The patches for supporting various functions in the FPGA version of the T1 chip were never mainlined and have diverged from the current version of the kernel. The old version of the kernel they originally applied to no longer compiles without a number of changes. Automake doesn't work with the old makefiles anymore. So if you type make, you have to rewrite the makefile. Then if you do that, they still don't compile because of behavior changes in gcc. Some of these are the fault of the kernel developers making bad decisions, like including both -Wall and -Werror in their flags which cases compilation to fail with newer compilers when new warnings are introduced. (Compilers are always allowed to add warnings later, and indeed they do.) Along with a few other things that fail.

Since I didn't want to develop on a years old kernel anyway, I forward ported Sun's old patches to a newer version of the kernel and successfully moved the newest kernel code available for the platform forward a few years. But was never able to get the latest kernels working, because the newest kernels all fail on that platform during initialization.

I'm sure it's something I could fix if I needed to, but tracking down why a kernel crashes on an entire platform before it starts init is just no fun.

Maybe someone else fixed that bug and pushed it forward again, but as far as I know the current status of running Linux on an FPGA with the OpenSPARC T1 core is that the latest kernel available is 3.9 from my tree on github. [1]

Which is a shame, this is one of the very few open cores for a truly fast and well designed processor available in the world.

[1] https://github.com/djcapelis/linux-kernel-opensparc-fpga




> I'm sure it's something I could fix if I needed to, but ...

So in other words, no demand, no work. Had your job depended on it, you'd have done so.

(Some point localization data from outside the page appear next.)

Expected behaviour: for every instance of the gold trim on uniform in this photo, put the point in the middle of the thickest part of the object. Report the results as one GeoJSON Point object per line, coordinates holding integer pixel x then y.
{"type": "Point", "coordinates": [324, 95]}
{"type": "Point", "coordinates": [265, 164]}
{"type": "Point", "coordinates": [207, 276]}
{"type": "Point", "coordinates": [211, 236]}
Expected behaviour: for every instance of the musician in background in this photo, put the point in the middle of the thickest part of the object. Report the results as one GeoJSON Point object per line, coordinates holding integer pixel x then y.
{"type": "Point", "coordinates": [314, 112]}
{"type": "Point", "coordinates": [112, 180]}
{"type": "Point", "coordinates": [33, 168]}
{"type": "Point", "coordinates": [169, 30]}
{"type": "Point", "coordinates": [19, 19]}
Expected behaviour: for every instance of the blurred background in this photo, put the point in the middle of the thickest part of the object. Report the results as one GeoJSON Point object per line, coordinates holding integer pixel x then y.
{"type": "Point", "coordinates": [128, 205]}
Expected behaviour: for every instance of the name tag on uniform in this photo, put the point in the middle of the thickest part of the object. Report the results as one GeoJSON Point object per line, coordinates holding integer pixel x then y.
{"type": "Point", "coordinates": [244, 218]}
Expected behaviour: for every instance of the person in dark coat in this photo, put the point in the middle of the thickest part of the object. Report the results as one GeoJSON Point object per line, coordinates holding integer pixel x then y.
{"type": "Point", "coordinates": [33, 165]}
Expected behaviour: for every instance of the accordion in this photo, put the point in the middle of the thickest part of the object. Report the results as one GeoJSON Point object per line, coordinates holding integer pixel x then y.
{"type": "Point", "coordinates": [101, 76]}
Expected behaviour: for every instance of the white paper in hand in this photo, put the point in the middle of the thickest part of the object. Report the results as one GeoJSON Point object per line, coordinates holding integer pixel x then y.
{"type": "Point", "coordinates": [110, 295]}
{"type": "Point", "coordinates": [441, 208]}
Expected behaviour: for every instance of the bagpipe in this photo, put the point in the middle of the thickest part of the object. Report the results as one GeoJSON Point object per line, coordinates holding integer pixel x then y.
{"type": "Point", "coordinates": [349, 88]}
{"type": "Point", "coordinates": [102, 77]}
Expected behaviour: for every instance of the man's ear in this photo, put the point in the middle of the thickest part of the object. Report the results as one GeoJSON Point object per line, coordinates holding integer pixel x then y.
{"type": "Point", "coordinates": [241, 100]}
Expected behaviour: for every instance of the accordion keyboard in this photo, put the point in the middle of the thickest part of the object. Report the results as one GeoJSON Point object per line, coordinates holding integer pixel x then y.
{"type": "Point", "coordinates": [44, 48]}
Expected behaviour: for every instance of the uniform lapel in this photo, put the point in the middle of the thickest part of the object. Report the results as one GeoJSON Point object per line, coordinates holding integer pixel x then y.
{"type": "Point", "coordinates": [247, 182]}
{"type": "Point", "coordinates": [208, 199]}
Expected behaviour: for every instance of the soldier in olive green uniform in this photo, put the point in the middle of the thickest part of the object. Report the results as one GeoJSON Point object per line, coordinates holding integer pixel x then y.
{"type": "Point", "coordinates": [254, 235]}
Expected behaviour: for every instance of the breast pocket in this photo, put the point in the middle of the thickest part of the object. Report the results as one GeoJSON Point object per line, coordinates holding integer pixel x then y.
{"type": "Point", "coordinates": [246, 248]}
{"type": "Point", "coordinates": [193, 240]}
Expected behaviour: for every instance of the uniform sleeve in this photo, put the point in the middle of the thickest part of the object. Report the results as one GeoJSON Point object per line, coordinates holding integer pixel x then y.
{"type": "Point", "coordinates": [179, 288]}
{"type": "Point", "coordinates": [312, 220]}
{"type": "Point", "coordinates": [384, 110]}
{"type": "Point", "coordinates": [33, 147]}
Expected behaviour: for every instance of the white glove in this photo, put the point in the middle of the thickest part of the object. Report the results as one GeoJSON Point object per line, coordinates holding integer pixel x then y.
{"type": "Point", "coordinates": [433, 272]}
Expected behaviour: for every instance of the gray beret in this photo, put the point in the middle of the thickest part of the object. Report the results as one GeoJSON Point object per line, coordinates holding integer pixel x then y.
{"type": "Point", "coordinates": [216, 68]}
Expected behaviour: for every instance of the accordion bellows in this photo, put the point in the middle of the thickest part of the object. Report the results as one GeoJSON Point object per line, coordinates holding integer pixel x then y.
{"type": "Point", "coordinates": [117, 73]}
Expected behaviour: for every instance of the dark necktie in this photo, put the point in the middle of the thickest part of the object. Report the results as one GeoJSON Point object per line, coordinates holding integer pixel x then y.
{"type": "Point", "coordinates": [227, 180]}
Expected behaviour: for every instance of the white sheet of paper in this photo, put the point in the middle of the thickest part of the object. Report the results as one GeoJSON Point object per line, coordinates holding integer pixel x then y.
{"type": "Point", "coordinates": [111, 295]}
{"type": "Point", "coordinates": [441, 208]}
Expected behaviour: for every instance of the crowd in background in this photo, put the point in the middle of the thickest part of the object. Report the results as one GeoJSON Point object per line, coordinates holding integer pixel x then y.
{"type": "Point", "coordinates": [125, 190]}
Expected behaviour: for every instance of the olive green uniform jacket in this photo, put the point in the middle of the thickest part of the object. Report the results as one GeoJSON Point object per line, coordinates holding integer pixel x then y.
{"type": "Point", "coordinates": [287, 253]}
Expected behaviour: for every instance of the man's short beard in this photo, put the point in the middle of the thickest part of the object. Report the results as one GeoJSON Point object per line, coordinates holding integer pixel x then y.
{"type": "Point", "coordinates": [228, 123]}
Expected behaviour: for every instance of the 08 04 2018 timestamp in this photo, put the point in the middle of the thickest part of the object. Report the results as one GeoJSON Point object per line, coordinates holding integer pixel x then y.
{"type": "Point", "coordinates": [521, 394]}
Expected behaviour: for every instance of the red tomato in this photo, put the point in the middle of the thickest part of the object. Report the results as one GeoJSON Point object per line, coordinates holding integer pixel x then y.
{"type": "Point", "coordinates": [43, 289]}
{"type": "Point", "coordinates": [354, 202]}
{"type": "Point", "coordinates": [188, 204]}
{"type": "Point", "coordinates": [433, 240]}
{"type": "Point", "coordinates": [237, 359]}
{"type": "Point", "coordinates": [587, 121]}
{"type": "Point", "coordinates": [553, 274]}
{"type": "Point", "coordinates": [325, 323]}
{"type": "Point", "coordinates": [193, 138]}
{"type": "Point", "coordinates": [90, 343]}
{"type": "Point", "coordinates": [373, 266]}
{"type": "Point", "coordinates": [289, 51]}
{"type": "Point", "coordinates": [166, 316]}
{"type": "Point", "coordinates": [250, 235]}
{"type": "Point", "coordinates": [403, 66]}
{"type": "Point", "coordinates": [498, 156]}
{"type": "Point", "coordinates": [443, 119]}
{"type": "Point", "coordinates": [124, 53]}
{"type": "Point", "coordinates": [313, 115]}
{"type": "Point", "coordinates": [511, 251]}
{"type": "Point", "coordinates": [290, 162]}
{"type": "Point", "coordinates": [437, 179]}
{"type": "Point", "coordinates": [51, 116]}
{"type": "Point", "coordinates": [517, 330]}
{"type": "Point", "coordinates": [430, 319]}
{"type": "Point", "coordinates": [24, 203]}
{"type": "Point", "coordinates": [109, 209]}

For everything else, if no hobbyist is willing to work on it then it gets de facto deprecated at some point down the read.

Plus, OpenSPARC T1 has been around for what... a decade? For all of its technical merits, that's about as old as dinosaurs in IT time. Deep Blue defeated Kasparov in 1997 and was the size of an oversized US fridge. Smart phones packed the same amount of computing power 13 years later. :-)


I mean. I'm not sure what your point is trying to explain my own motivations to me. It was part of what I was getting paid to do at the time. But I didn't need the newest kernel to run on it, so I never ported beyond 3.9. Arguably had it been a passionate side project, I may have gone further. Trying to use this as some kind of capitalistic example of how the market forces just didn't motivate it enough is... missing a lot of the point around so much of what happens here and why a lot of the people who do this work continue to do it.

Also, while the T1 core may be somewhat dated, it is still the newest general purpose ASIC design that's ever been fabricated as a major CPU that you can actually download the verilog for and put on an FPGA.

The advances in computing power haven't been driven by tons of changes in the core units since the gigahertz wars. They are by no means static, but an OpenSPARC T1 core has a surprising amount of similarity to a SPARC core shipping in new designs today. It's an extremely valuable model and opportunity to play with hardware modifications that is otherwise unparalleled outside the few organizations that regularly fabricate new ASICs.